Reputation: 135
I have a text file, that could potentially have up to 1 Million lines in it, and I have a code for reading the file one line at a time, but this is taking a lot of time...lots and lots of time. Is there a method in c# to potentially optimize this process, and improve the reading. This is the code I'm using.
using(var file = new StreamReader(filePath))
{
while((line = file.ReadLine()) != null)
{
//do something.
}
}
Any suggestions on reading these lines in bulk or improving the process?
Thanks.
Thanks for all your comments. The issue had to do with the \do something where I was using the SmartXls library to write to Excel, which was causing the bottle neck. I have contacted the developers to address the issue.
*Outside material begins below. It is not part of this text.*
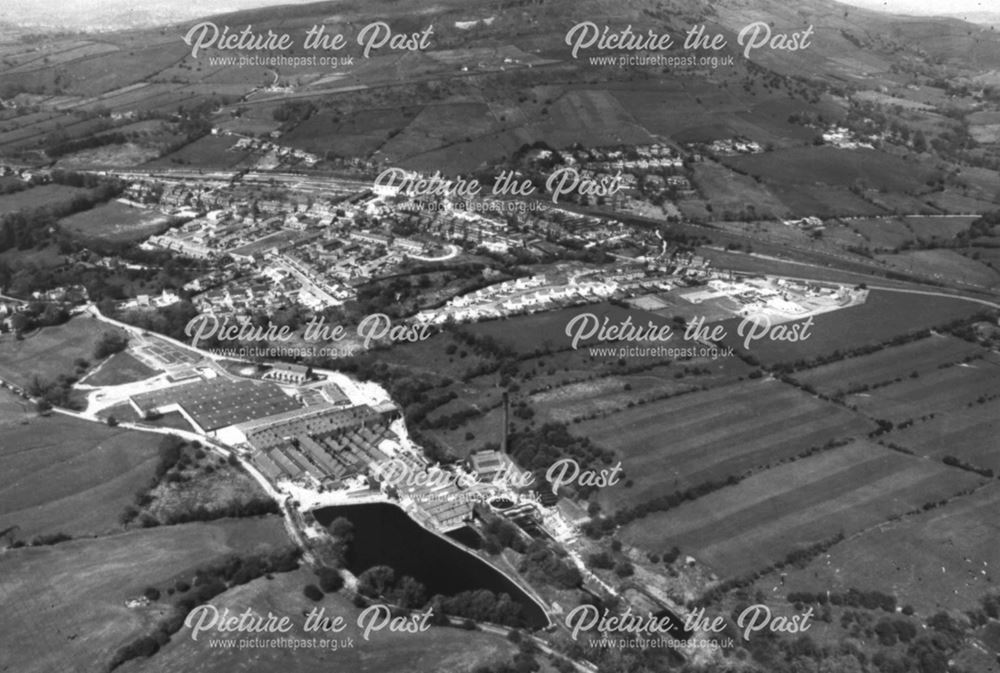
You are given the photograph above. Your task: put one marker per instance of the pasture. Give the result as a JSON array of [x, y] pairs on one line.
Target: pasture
[[72, 476], [438, 649], [969, 434], [883, 316], [888, 365], [946, 265], [65, 604], [119, 368], [675, 444], [832, 167], [116, 222], [50, 351], [38, 197], [942, 559], [757, 522], [939, 392]]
All the suggested solutions will work in other scenarios.
Upvotes: 3
Views: 2540
Reputation: 32787
If space is not an issue..Create a buffer of around 1mb..
using(BufferedStream bs=new BufferedStream(File.OpenRead(path),1024*1024))
{
int read=-1;
byte[] buffer=new byte[1024*1024];
while((read=bs.Read(buffer,0,buffer.Length))!=0)
{
//play with buffer
}
}
Upvotes: 0
Reputation: 3526
To improve performance, consider performing whatever work you are currently doing in your loop by spawning another thread to handle the load.
Parallel.ForEach(file.ReadLines(), (line) =>
{
// do your business
});
Upvotes: 0
Reputation: 12524
You can read more data at once using StreamReader's int ReadBlock(char[] buffer, int index, int count)
rather than line by line. This avoids reading reading the entire file at once (File.ReadAllLines
) but allows you to process larger chunks in RAM at a time.
Upvotes: 0
Reputation: 4919
Try to use streamreader, see if it's faster
string filePath = "";
string fileData = "";
using (FileStream fs = new FileStream(filePath, FileMode.Open))
{
byte[] data = new byte[fs.Length];
fs.Seek(0, SeekOrigin.Begin);
fs.Read(data, 0, int.Parse(fs.Length.ToString()));
fileData = System.Text.Encoding.Unicode.GetString(data);
}
Upvotes: 0
Reputation: 1499770
Well, this code would be simpler, if you're using .NET 4 or later you can use File.ReadLines
:
foreach (var line in File.ReadLines())
{
// Do something
}
Note that this is not the same as ReadAllLines
, as ReadLines
returns an IEnumerable<string>
which reads lines lazily, instead of reading the whole file in one go.
The effect at execution time will be broadly the same as your original code (it won't improve performance) - this is just simpler to read.
Fundamentally, if you're reading a large file, that can take a long time - but reading just a million lines shouldn't take "lots and lots of time". My guess is that whatever you're doing with the lines takes a long time. You might want to parallelize that, potentially using a producer/consumer queue (e.g. via BlockingCollection
) or TPL Dataflow, or just use Parallel LINQ, Parallel.ForEach
etc.
You should use a profiler to work out where the time is being spent. If you're reading from a very slow file system, then it's possible that it really is the reading which is taking the time. We don't have enough information to guide you on that, but you should be able to narrow it down yourself.
Upvotes: 6
Reputation: 1
You can also use ReadAllLines(filepath)
and load the file into an array of lines, like this:
string[] lines = System.IO.File.ReadAllLines(@"path");
Upvotes: -2